Senior DL Performance Infrastructure and MLOps Engineer
We are now looking for a Senior DL Performance Infrastructure & MLOps Engineer:
NVIDIA is seeking engineers who love building world-class infrastructure, from automated command-line scripting to full-blown CI/CD systems running on some of the world's largest clusters, to support our work to accelerate training of deep neural networks like Stable Diffusion or ChatGPT via hardware and software innovations.
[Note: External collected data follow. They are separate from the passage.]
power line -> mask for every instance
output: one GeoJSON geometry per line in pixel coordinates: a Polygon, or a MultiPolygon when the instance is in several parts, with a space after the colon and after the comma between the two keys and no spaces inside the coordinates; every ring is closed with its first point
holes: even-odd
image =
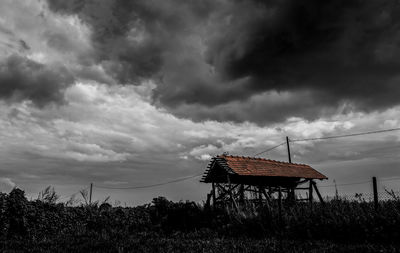
{"type": "MultiPolygon", "coordinates": [[[[289,142],[300,142],[300,141],[314,141],[314,140],[324,140],[324,139],[334,139],[334,138],[343,138],[343,137],[351,137],[351,136],[359,136],[359,135],[367,135],[367,134],[376,134],[376,133],[383,133],[383,132],[392,132],[392,131],[398,131],[400,130],[400,128],[392,128],[392,129],[385,129],[385,130],[377,130],[377,131],[370,131],[370,132],[363,132],[363,133],[353,133],[353,134],[345,134],[345,135],[336,135],[336,136],[326,136],[326,137],[318,137],[318,138],[307,138],[307,139],[296,139],[296,140],[289,140],[289,142]]],[[[266,152],[269,152],[271,150],[274,150],[282,145],[284,145],[286,142],[282,142],[276,146],[273,146],[271,148],[265,149],[257,154],[254,154],[253,156],[259,156],[261,154],[264,154],[266,152]]],[[[188,176],[188,177],[184,177],[184,178],[178,178],[178,179],[174,179],[171,181],[167,181],[167,182],[163,182],[163,183],[157,183],[157,184],[150,184],[150,185],[142,185],[142,186],[128,186],[128,187],[111,187],[111,186],[97,186],[94,185],[94,187],[96,188],[101,188],[101,189],[120,189],[120,190],[124,190],[124,189],[145,189],[145,188],[152,188],[152,187],[157,187],[157,186],[162,186],[162,185],[167,185],[167,184],[172,184],[172,183],[177,183],[177,182],[181,182],[181,181],[185,181],[191,178],[195,178],[195,177],[199,177],[203,175],[203,173],[201,174],[197,174],[197,175],[192,175],[192,176],[188,176]]],[[[383,181],[383,180],[381,180],[383,181]]],[[[364,184],[370,181],[363,181],[363,182],[355,182],[355,183],[348,183],[348,184],[336,184],[336,186],[345,186],[345,185],[354,185],[354,184],[364,184]]],[[[332,187],[335,185],[325,185],[325,186],[320,186],[320,187],[332,187]]],[[[72,194],[74,195],[74,194],[72,194]]],[[[71,195],[71,196],[72,196],[71,195]]]]}
{"type": "Polygon", "coordinates": [[[346,184],[331,184],[331,185],[320,185],[318,187],[334,187],[334,186],[345,186],[345,185],[357,185],[357,184],[366,184],[370,183],[371,180],[368,181],[361,181],[361,182],[353,182],[353,183],[346,183],[346,184]]]}
{"type": "Polygon", "coordinates": [[[261,155],[261,154],[266,153],[266,152],[268,152],[268,151],[271,151],[271,150],[273,150],[273,149],[276,149],[276,148],[282,146],[282,145],[285,144],[285,143],[286,143],[286,142],[282,142],[281,144],[278,144],[278,145],[276,145],[276,146],[273,146],[272,148],[269,148],[269,149],[266,149],[266,150],[264,150],[264,151],[261,151],[260,153],[257,153],[257,154],[255,154],[255,155],[253,155],[253,156],[258,156],[258,155],[261,155]]]}
{"type": "Polygon", "coordinates": [[[144,188],[152,188],[152,187],[157,187],[157,186],[162,186],[162,185],[177,183],[177,182],[185,181],[185,180],[188,180],[188,179],[191,179],[191,178],[199,177],[199,176],[201,176],[201,175],[203,175],[203,173],[201,173],[201,174],[196,174],[196,175],[192,175],[192,176],[188,176],[188,177],[184,177],[184,178],[178,178],[178,179],[174,179],[174,180],[167,181],[167,182],[163,182],[163,183],[150,184],[150,185],[142,185],[142,186],[109,187],[109,186],[97,186],[97,185],[93,185],[93,187],[95,187],[95,188],[100,188],[100,189],[113,189],[113,190],[144,189],[144,188]]]}
{"type": "Polygon", "coordinates": [[[387,182],[387,181],[397,181],[397,180],[400,180],[400,177],[392,177],[392,178],[387,178],[387,179],[381,179],[379,181],[387,182]]]}
{"type": "MultiPolygon", "coordinates": [[[[379,180],[379,182],[397,181],[397,180],[400,180],[400,177],[383,178],[383,179],[378,179],[378,180],[379,180]]],[[[371,180],[367,180],[367,181],[345,183],[345,184],[320,185],[318,187],[334,187],[334,186],[358,185],[358,184],[366,184],[366,183],[371,183],[371,182],[372,182],[371,180]]]]}
{"type": "Polygon", "coordinates": [[[318,137],[318,138],[296,139],[296,140],[289,140],[289,141],[290,142],[316,141],[316,140],[336,139],[336,138],[344,138],[344,137],[352,137],[352,136],[360,136],[360,135],[368,135],[368,134],[386,133],[386,132],[393,132],[393,131],[399,131],[399,130],[400,130],[400,127],[385,129],[385,130],[370,131],[370,132],[334,135],[334,136],[326,136],[326,137],[318,137]]]}
{"type": "MultiPolygon", "coordinates": [[[[400,130],[400,128],[392,128],[392,129],[385,129],[385,130],[376,130],[376,131],[369,131],[369,132],[362,132],[362,133],[353,133],[353,134],[345,134],[345,135],[335,135],[335,136],[326,136],[326,137],[318,137],[318,138],[307,138],[307,139],[295,139],[295,140],[289,140],[289,142],[301,142],[301,141],[314,141],[314,140],[325,140],[325,139],[334,139],[334,138],[344,138],[344,137],[352,137],[352,136],[360,136],[360,135],[368,135],[368,134],[377,134],[377,133],[384,133],[384,132],[392,132],[392,131],[398,131],[400,130]]],[[[271,150],[274,150],[282,145],[284,145],[286,142],[282,142],[276,146],[273,146],[271,148],[268,148],[266,150],[263,150],[257,154],[254,154],[253,156],[258,156],[261,155],[263,153],[269,152],[271,150]]],[[[150,184],[150,185],[143,185],[143,186],[128,186],[128,187],[108,187],[108,186],[97,186],[94,185],[94,187],[96,188],[101,188],[101,189],[145,189],[145,188],[152,188],[152,187],[157,187],[157,186],[162,186],[162,185],[167,185],[167,184],[172,184],[172,183],[176,183],[176,182],[181,182],[181,181],[185,181],[191,178],[195,178],[195,177],[199,177],[203,175],[203,173],[201,174],[197,174],[197,175],[192,175],[192,176],[188,176],[188,177],[184,177],[184,178],[178,178],[178,179],[174,179],[171,181],[167,181],[167,182],[163,182],[163,183],[157,183],[157,184],[150,184]]],[[[400,178],[398,178],[400,179],[400,178]]],[[[380,181],[391,181],[391,180],[398,180],[397,178],[389,178],[389,179],[382,179],[380,181]]],[[[319,187],[334,187],[334,186],[346,186],[346,185],[357,185],[357,184],[365,184],[365,183],[369,183],[371,182],[370,180],[368,181],[362,181],[362,182],[354,182],[354,183],[346,183],[346,184],[334,184],[334,185],[323,185],[323,186],[319,186],[319,187]]],[[[84,188],[83,190],[86,190],[88,187],[84,188]]],[[[65,199],[65,198],[69,198],[72,197],[73,195],[79,193],[80,191],[62,197],[60,199],[65,199]]]]}
{"type": "MultiPolygon", "coordinates": [[[[344,134],[344,135],[333,135],[333,136],[325,136],[325,137],[316,137],[316,138],[306,138],[306,139],[295,139],[295,140],[290,140],[289,142],[301,142],[301,141],[316,141],[316,140],[326,140],[326,139],[336,139],[336,138],[345,138],[345,137],[352,137],[352,136],[360,136],[360,135],[368,135],[368,134],[377,134],[377,133],[385,133],[385,132],[393,132],[393,131],[399,131],[400,127],[398,128],[391,128],[391,129],[384,129],[384,130],[376,130],[376,131],[369,131],[369,132],[362,132],[362,133],[352,133],[352,134],[344,134]]],[[[271,151],[273,149],[276,149],[286,142],[282,142],[276,146],[273,146],[271,148],[268,148],[266,150],[263,150],[257,154],[254,154],[253,156],[258,156],[263,153],[266,153],[268,151],[271,151]]]]}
If you have that itch whenever the mechanical aspects of code development, performance analysis, and data processing consume any more human time than necessary, we'd like to hear from you. If you are passionate about accelerating all existing workfloads in a diverse team while also envisioning next-gen opportunities to enable new forms of hardware/software analysis and development we haven't even thought of, this is the place for you.
What you'll be doing:
Improve all tooling and automation in use in the team, from simple data collection scripts to datacenter-scale ML CI/CD systems.
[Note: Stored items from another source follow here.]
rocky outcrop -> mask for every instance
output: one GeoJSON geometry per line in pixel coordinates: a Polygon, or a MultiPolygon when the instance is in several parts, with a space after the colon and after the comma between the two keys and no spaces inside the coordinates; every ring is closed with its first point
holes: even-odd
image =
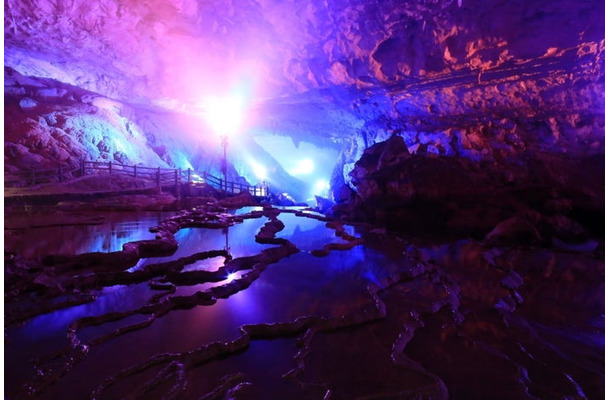
{"type": "MultiPolygon", "coordinates": [[[[602,11],[576,0],[7,2],[5,165],[87,156],[217,170],[218,140],[201,116],[238,91],[244,134],[342,148],[338,203],[345,184],[359,201],[375,197],[366,161],[352,170],[397,135],[423,161],[382,168],[385,202],[409,185],[433,190],[401,182],[406,174],[445,180],[436,197],[491,179],[599,209],[598,177],[570,171],[599,172],[604,152],[602,11]],[[579,189],[581,179],[596,189],[579,189]]],[[[512,216],[494,202],[472,209],[493,215],[485,226],[512,216]]]]}
{"type": "MultiPolygon", "coordinates": [[[[153,167],[183,163],[178,154],[185,149],[160,152],[163,128],[145,129],[124,103],[11,69],[5,69],[4,85],[7,172],[79,165],[83,159],[153,167]],[[25,100],[33,103],[24,106],[25,100]]],[[[157,116],[157,124],[162,119],[157,116]]]]}
{"type": "Polygon", "coordinates": [[[601,10],[569,0],[9,2],[5,65],[167,105],[239,81],[263,97],[395,89],[455,71],[482,80],[502,66],[561,61],[572,49],[599,55],[601,10]]]}
{"type": "Polygon", "coordinates": [[[411,154],[394,135],[365,150],[350,176],[355,190],[343,189],[335,214],[394,230],[532,244],[603,231],[601,157],[524,153],[476,163],[411,154]]]}

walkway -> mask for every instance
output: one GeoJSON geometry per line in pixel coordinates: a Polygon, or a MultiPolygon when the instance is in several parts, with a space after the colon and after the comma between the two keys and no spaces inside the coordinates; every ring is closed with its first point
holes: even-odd
{"type": "MultiPolygon", "coordinates": [[[[148,180],[158,187],[178,187],[179,185],[205,186],[229,194],[244,191],[254,197],[268,197],[269,187],[253,186],[239,182],[225,181],[206,171],[180,168],[154,168],[141,165],[124,165],[113,162],[81,161],[78,166],[58,167],[47,170],[32,170],[28,172],[4,174],[4,187],[29,187],[44,183],[61,183],[85,175],[121,174],[134,178],[148,180]]],[[[193,193],[195,193],[194,191],[193,193]]]]}

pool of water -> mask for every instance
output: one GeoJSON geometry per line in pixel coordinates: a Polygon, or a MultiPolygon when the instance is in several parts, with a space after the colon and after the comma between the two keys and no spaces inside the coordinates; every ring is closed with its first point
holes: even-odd
{"type": "Polygon", "coordinates": [[[154,239],[149,228],[174,212],[54,212],[5,219],[4,250],[31,260],[49,254],[109,253],[123,244],[154,239]]]}
{"type": "MultiPolygon", "coordinates": [[[[253,210],[259,209],[236,214],[253,210]]],[[[11,238],[5,249],[30,259],[48,252],[117,251],[127,241],[154,237],[149,227],[170,215],[110,214],[99,225],[23,228],[35,238],[31,246],[11,238]]],[[[603,393],[604,298],[598,279],[603,262],[549,250],[487,248],[471,240],[416,247],[349,225],[345,231],[362,236],[364,243],[319,257],[314,250],[345,240],[317,219],[289,212],[278,218],[285,227],[277,237],[288,239],[298,252],[266,265],[250,286],[212,305],[174,307],[156,317],[152,313],[160,308],[136,312],[239,282],[251,271],[175,291],[153,289],[149,282],[109,285],[86,304],[5,327],[6,398],[23,398],[24,385],[32,383],[42,391],[31,398],[89,398],[98,385],[129,368],[137,372],[113,380],[100,398],[138,393],[163,398],[172,387],[181,387],[184,398],[197,399],[238,386],[240,399],[310,399],[328,393],[332,398],[400,398],[405,393],[473,398],[502,385],[510,390],[496,393],[497,398],[527,398],[528,390],[543,398],[603,393]],[[70,324],[109,315],[117,317],[77,331],[85,344],[104,340],[90,345],[86,356],[52,385],[41,384],[36,360],[46,375],[70,364],[61,357],[44,360],[62,354],[70,324]],[[354,322],[354,316],[364,322],[354,322]],[[271,332],[303,320],[316,322],[309,329],[268,333],[189,364],[209,346],[226,351],[229,344],[241,343],[244,326],[271,332]],[[125,332],[116,334],[120,329],[125,332]],[[146,364],[153,359],[166,361],[146,364]],[[466,379],[468,371],[483,381],[466,379]]],[[[257,256],[277,247],[255,241],[266,222],[260,217],[228,228],[181,229],[174,254],[142,259],[131,270],[210,250],[228,250],[234,259],[257,256]]],[[[224,257],[198,260],[182,272],[213,272],[225,262],[224,257]]]]}

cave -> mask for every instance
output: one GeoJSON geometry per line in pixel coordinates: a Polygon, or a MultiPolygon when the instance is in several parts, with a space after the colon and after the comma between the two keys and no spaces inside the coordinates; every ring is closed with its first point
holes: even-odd
{"type": "Polygon", "coordinates": [[[599,0],[7,0],[5,399],[600,399],[599,0]]]}

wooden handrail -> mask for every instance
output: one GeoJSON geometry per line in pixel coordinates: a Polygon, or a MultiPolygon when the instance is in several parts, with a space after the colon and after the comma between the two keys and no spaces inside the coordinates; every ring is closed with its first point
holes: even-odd
{"type": "Polygon", "coordinates": [[[108,174],[123,174],[135,178],[154,181],[157,185],[178,185],[181,183],[197,183],[200,180],[206,184],[228,193],[240,193],[248,191],[253,196],[269,196],[269,187],[261,185],[246,185],[239,182],[226,181],[207,171],[199,172],[195,170],[180,168],[160,168],[147,167],[142,165],[125,165],[113,163],[111,161],[85,161],[80,165],[59,166],[54,169],[31,170],[19,173],[4,174],[4,185],[10,187],[11,183],[17,186],[33,186],[40,183],[62,182],[76,176],[87,175],[91,171],[107,172],[108,174]],[[195,179],[198,177],[199,179],[195,179]],[[237,190],[237,192],[236,192],[237,190]]]}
Understand and internalize workflows for GPU performance analysis and optimization so you can help us re-invent them.
Build Python-based machinery hooking into common Deep Learning software like PyTorch or JAX to support performance analysis work.
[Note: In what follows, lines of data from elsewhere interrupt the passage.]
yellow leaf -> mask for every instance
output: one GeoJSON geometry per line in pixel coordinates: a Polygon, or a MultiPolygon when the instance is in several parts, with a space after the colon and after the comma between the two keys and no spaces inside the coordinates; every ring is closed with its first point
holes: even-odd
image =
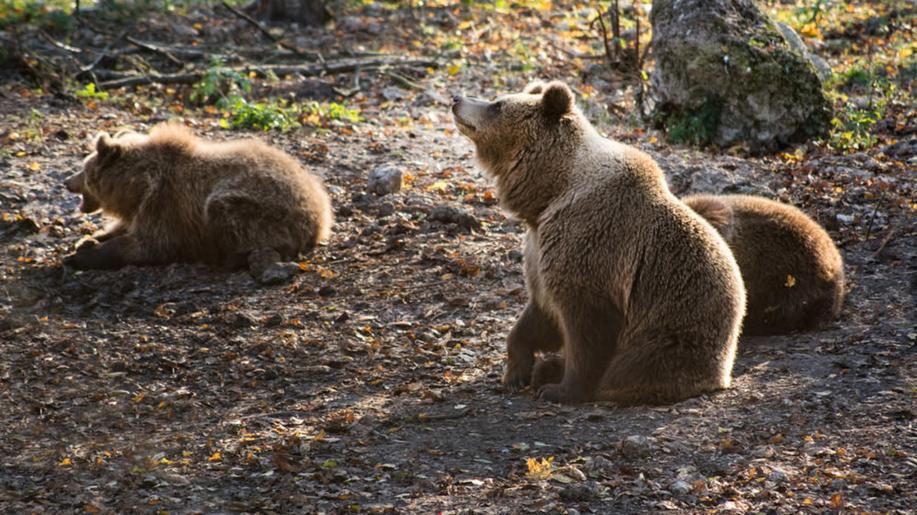
{"type": "Polygon", "coordinates": [[[41,164],[39,164],[38,161],[32,161],[32,163],[29,165],[29,170],[37,172],[38,170],[41,170],[41,164]]]}
{"type": "Polygon", "coordinates": [[[802,28],[799,29],[799,33],[810,38],[817,38],[821,36],[821,34],[818,32],[818,26],[815,25],[815,22],[806,23],[803,25],[802,28]]]}
{"type": "Polygon", "coordinates": [[[446,72],[447,72],[449,75],[455,75],[455,74],[457,74],[457,73],[459,72],[459,70],[461,70],[461,69],[462,69],[462,65],[460,65],[460,64],[450,64],[449,67],[446,68],[446,72]]]}
{"type": "Polygon", "coordinates": [[[541,458],[541,460],[529,458],[525,460],[525,465],[528,467],[526,477],[529,479],[547,479],[551,477],[551,472],[554,469],[554,456],[541,458]]]}
{"type": "Polygon", "coordinates": [[[143,393],[143,392],[140,392],[140,393],[138,393],[137,395],[133,396],[133,397],[131,398],[131,401],[132,401],[134,404],[137,404],[138,402],[141,402],[141,401],[143,400],[144,397],[146,397],[146,394],[143,393]]]}
{"type": "Polygon", "coordinates": [[[194,27],[194,30],[201,30],[204,28],[204,24],[201,22],[197,22],[194,25],[192,25],[192,27],[194,27]]]}
{"type": "Polygon", "coordinates": [[[802,505],[803,506],[812,506],[812,502],[813,501],[811,497],[806,497],[805,499],[802,500],[802,505]]]}
{"type": "Polygon", "coordinates": [[[844,507],[844,495],[840,492],[835,492],[831,496],[831,501],[829,502],[831,508],[839,510],[844,507]]]}
{"type": "Polygon", "coordinates": [[[171,465],[171,464],[173,464],[173,463],[175,463],[175,462],[172,461],[172,460],[170,460],[169,458],[166,458],[165,456],[163,456],[162,458],[159,459],[159,464],[160,464],[160,465],[171,465]]]}
{"type": "Polygon", "coordinates": [[[60,460],[60,463],[57,464],[58,467],[69,467],[70,465],[73,465],[73,462],[70,461],[69,456],[65,456],[64,459],[60,460]]]}
{"type": "Polygon", "coordinates": [[[210,457],[207,458],[207,461],[220,461],[222,459],[223,459],[223,455],[220,454],[220,451],[217,451],[211,454],[210,457]]]}
{"type": "Polygon", "coordinates": [[[19,152],[16,152],[16,157],[25,157],[25,150],[20,150],[19,152]]]}
{"type": "Polygon", "coordinates": [[[449,188],[449,184],[446,181],[436,181],[433,184],[426,187],[427,191],[439,191],[442,193],[446,192],[446,189],[449,188]]]}
{"type": "Polygon", "coordinates": [[[787,288],[792,288],[793,286],[796,286],[796,278],[793,277],[791,274],[786,274],[786,283],[784,284],[784,286],[786,286],[787,288]]]}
Ruthlessly discover and chase down workflow- and tool-related inefficiencies in the team's daily work, and dream up and implement ways to eliminate them.
What we need to see
MS degree in CS or adjacent fields or equivalent experience
3+ years of relevant work experience
Background in deep learning fundamentals and common deep learning software, especially PyTorch/JAX
Experience in GPU computing, i.e. fundamental understanding of heterogeneous multi-node accelerated computing systems
Background in analyzing and optimizing application performance
Familiarity with containerized CI/CD flows, e.g. gitlab + docker
Programming skills in C++, Python, and CUDA
Deep passion related to tools, scripts, and automation
NVIDIA is widely considered to be one of the technology world’s most desirable employers. We have some of the most forward-thinking and hardworking people in the world working for us. Are you creative and autonomous? Do you love a challenge? If so, we want to hear from you! Come, join our DL Architecture team and help build the real-time, cost-effective AI computing platform driving our success in this exciting and quickly growing field.The base salary range is $144,000 - $270,250. Your base salary will be determined based on your location, experience, and the pay of employees in similar positions.